2025-05-07
Life has been busy, but there’s still been some woodworking. In fact, I’ve been pleasantly surprised by the number of pictures I found when making this post.
I’m quite fortunate to live relatively close to Woodcraft of Atlanta, and took a number of fantasticclasses there from Robert Stebbins and Diana Spencer. While the resulting projects were fantastic, the real challenge was learning how to do it again outside of a classroom setting.
The first image actually shows my original, pre-class asa-no-ha pattern at the top, and the much improved version at the bottom after the classes.
A few holiday presents. The bottle toppers were my first foray into turning.
I got pretty into Matt Kenney’s Work, and tried to emulate his style quite a bit. I’d love to try and tackle a few more of his designs in the future.
This was my first attempt at creating a Kumiko Box, done after a few of the basic kumiko classes. Honestly this one still isn’t done, and just needs to have the kumiko sanded a bit and some finish added.
This was a class to build a box off the same Michael Pekovich pattern as the one above. I was incredibly happy with how this box turned out, especially how tight the mitered corners were. However we had access to quite a few high end tools in that class that really helped push it to perfection.
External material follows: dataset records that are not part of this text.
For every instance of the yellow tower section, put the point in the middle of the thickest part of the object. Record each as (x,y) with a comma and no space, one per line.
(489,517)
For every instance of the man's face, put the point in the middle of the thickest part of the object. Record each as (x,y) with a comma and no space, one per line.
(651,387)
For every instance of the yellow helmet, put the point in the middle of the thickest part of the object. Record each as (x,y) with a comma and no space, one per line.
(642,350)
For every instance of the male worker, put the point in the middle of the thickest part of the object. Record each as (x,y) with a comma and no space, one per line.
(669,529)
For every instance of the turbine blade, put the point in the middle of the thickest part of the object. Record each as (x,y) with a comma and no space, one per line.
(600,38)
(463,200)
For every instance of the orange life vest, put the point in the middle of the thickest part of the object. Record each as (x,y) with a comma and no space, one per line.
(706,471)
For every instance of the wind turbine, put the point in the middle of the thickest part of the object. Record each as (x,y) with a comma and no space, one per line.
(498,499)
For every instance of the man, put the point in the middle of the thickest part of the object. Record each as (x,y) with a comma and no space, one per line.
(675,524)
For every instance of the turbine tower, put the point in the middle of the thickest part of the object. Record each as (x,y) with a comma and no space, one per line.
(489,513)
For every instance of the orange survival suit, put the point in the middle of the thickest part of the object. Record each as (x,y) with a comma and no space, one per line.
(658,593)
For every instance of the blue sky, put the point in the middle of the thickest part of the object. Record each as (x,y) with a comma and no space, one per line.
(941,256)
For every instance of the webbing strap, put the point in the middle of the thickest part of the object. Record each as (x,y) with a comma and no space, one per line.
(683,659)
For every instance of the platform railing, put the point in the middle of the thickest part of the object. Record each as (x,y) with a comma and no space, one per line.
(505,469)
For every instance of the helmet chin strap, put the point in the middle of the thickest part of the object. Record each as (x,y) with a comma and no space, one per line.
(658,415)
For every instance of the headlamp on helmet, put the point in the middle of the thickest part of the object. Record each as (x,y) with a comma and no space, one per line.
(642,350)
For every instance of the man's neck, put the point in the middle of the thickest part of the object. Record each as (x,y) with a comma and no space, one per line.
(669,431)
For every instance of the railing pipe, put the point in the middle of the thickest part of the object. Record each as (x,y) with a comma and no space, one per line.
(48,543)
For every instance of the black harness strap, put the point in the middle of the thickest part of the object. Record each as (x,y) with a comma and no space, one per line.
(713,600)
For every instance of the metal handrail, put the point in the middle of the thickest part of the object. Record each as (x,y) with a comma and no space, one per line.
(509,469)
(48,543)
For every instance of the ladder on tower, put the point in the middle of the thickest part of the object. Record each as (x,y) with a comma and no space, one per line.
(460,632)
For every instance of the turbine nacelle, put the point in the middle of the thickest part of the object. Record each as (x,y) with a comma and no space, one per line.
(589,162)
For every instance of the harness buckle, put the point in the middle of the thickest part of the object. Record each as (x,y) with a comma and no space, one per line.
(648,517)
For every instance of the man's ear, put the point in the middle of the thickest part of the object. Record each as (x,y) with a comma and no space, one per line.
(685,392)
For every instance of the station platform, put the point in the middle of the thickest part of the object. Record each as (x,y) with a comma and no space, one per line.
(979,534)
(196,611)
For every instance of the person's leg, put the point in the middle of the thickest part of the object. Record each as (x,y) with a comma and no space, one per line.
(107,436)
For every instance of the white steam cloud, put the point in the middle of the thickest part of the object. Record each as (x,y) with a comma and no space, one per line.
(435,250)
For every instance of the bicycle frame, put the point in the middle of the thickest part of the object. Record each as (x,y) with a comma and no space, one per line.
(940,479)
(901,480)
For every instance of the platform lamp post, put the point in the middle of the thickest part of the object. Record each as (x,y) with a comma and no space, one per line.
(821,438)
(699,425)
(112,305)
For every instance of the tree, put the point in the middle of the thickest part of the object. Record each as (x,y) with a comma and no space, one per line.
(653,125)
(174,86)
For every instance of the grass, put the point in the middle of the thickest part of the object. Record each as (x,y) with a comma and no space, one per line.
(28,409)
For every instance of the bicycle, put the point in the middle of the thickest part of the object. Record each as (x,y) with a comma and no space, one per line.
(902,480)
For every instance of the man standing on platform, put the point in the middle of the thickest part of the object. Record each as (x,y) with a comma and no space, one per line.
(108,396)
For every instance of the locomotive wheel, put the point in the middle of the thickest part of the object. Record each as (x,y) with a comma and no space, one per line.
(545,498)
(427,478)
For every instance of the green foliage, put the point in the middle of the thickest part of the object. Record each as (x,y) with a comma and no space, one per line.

This was done after the learnings of the class. No training wheels. No special tools. No magic Festool table saw that I still dream about sometimes.
The Kumiko grid on this box is the only one here that was entirely cut by hand rather than the specialized table saw jig in the class. All in all I’m extremely happy with how this turned out, but also feel like I’m ready to move and try some other Kumiko projects.
The one project I did not show here was a workbench I’ve been working on since October 2024. It has very, very slowly been coming along, but still needs quite a bit more work. With any luck, that will be included in the two year update.